Seeing the kibbutz myself and listening to the stories of survivors including many who had dedicated their lives to building ties with their Palestinian neighbours brought home the enormity of what happened that day and the dangers that now confront us all.

It is a visit I would encourage our Prime Minister Anthony Albanese to also make.

This is no photo op. But rather an opportunity like after 9/11 to express solidarity with a fellow democracy in its hour of need and demonstrate the moral courage that this pivotal moment in history requires.

Just think what would happen if it were us in Australia who were subject to a terrorist attack the size of October 7.

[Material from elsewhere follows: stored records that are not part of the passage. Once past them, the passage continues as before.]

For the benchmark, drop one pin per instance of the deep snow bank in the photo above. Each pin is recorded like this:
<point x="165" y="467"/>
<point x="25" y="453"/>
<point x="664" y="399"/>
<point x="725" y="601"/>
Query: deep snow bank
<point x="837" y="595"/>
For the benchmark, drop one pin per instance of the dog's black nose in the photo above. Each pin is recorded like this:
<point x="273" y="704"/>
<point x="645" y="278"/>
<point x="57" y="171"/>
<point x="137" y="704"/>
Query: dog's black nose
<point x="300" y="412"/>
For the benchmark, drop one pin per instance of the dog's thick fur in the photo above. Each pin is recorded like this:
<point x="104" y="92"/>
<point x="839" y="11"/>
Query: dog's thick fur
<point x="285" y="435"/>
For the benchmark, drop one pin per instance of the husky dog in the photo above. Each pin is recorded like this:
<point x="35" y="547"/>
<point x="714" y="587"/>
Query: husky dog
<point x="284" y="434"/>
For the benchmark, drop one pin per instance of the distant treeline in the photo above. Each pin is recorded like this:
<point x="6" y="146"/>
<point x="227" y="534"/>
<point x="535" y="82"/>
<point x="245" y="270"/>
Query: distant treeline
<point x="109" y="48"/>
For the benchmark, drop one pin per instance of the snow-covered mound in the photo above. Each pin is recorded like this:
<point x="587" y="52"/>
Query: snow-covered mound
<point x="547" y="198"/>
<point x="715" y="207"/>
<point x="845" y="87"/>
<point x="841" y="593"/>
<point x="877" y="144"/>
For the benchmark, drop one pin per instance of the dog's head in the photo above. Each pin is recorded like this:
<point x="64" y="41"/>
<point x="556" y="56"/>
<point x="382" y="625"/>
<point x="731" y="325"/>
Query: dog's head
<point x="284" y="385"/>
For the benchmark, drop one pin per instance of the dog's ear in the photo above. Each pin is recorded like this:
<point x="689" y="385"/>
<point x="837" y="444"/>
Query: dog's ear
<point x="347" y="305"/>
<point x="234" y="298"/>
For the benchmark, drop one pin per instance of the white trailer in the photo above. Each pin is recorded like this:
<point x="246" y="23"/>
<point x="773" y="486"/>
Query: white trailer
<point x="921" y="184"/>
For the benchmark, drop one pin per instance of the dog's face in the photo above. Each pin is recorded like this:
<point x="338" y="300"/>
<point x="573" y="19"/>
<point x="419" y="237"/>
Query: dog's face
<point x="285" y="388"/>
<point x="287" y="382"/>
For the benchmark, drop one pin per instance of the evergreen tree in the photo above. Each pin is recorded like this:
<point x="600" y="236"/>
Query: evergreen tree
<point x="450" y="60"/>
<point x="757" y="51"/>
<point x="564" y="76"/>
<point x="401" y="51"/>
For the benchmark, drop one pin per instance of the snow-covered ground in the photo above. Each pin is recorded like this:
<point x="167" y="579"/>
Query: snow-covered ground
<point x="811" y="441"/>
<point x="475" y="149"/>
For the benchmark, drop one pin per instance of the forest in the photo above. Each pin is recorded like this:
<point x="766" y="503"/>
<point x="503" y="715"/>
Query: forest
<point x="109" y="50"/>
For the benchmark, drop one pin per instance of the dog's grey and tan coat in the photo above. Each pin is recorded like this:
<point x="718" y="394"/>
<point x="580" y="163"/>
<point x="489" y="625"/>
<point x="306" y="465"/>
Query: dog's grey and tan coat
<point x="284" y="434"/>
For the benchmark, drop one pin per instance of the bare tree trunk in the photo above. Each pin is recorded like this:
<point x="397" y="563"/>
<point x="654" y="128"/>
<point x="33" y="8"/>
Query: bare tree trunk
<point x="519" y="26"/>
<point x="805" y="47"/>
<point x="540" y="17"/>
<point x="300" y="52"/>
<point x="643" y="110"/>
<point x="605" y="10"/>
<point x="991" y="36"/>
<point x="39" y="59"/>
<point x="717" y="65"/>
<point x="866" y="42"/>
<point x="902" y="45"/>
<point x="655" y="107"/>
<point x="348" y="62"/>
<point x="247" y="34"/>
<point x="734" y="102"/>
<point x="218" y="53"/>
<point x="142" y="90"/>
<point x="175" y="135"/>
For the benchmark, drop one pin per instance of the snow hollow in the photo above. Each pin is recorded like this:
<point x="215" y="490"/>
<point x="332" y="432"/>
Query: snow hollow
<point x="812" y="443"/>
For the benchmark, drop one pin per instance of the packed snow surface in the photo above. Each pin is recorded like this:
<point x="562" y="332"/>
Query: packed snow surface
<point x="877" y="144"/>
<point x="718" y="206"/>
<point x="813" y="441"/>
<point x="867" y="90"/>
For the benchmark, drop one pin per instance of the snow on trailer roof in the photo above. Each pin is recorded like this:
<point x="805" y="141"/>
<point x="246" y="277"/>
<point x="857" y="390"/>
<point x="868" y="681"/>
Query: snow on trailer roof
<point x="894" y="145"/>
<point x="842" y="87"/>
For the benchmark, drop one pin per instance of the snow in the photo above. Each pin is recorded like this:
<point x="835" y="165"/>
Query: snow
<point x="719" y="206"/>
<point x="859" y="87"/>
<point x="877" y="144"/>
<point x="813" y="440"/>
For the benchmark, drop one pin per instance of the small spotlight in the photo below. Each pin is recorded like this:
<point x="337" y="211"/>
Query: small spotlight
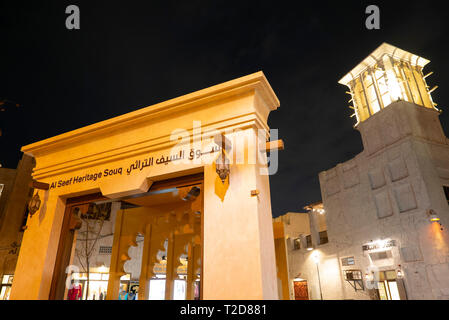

We would be responding to nearly 4000 dead and 1000 taken hostage. We would, and the Australian public would expect us to, use all means at our disposal to end the rocket fire, dismantle the terrorist entity on our border and return the hostages to their families. We would want every one of our friends standing by our side just as Israel does today.

We need to understand the events of October 7 have local, regional and global ramifications that extend well beyond the Gaza Strip.

Should Israel not achieve a decisive victory and restore its own security dangerous consequences will follow. As former Labor prime minister Bob Hawke once said, “If the bell tolls for Israel, it won’t just toll for Israel, it will toll for all mankind.”

Should Hamas remain in control of even a part of Gaza the possibility of achieving a two-state solution in the near term will all but disappear.

Hamas’s intentions are clear. Their stated objective is to achieve the destruction of Israel. To state the blindingly obvious this leaves no room for negotiation or compromise.

Hamas may have launched its jihad attack under the false flag of freedom but in reality what they have achieved is the opposite of that. They have damaged the Palestinian cause and their legitimate claim for self determination.

Israel’s war is with Hamas not the Palestinian people who are now suffering greatly as a result of Hamas’s terrorist attack.

At a regional level Hamas’s survival would also embolden its sponsor Iran and send a message to other proxies in the region that terrorism pays.

It would guarantee that the Houthis and Hezbollah would continue with their provocations. Provocations that have already seen more than ten per cent of the world’s sea trade which passes through the Red Sea disrupted and the prospect of an all out war in Lebanon become more likely.

The momentum of the Abraham Accords that have already brought so much hope and promise to the region will be dealt a severe blow.

The alignment between Israel and its Muslim neighbours stems in part from a common interest in countering the nefarious influence of Iran. A weakened Israel will have less chance of encouraging Saudi Arabia to normalise ties and follow the path paved by the United Arab Emirates, Bahrain, Morocco and Sudan.

At a global level anything less than a crushing defeat for Hamas will strengthen the hand of those including Putin’s Russia who are aggressively seeking to undermine the US-led global order. An international order that has delivered stability and prosperity for close to 80 years benefiting many including Australia.

We need America to remain strong so that it can provide the leadership and resources we need in our part of the world.

As the conflict in Gaza continues into its sixth month, the focus will rightly be on ensuring the hostages are returned, humanitarian aid delivered and civilians protected. But in doing so we must not lose sight of the need for Hamas to be comprehensively defeated.

If we don’t support the advancement of this critical strategic objective our national interest will be harmed.

Most Australians would never have heard of Kibbutz Be’eri as it is thousands of kilometres from our shores. But Israel’s ability to respond effectively to the atrocities committed there on October 7 very much matters to us here at home.

Josh Frydenberg was treasurer of Australia and recently visited Israel as part of an AIJAC delegation where he met Israeli and Palestinian representatives.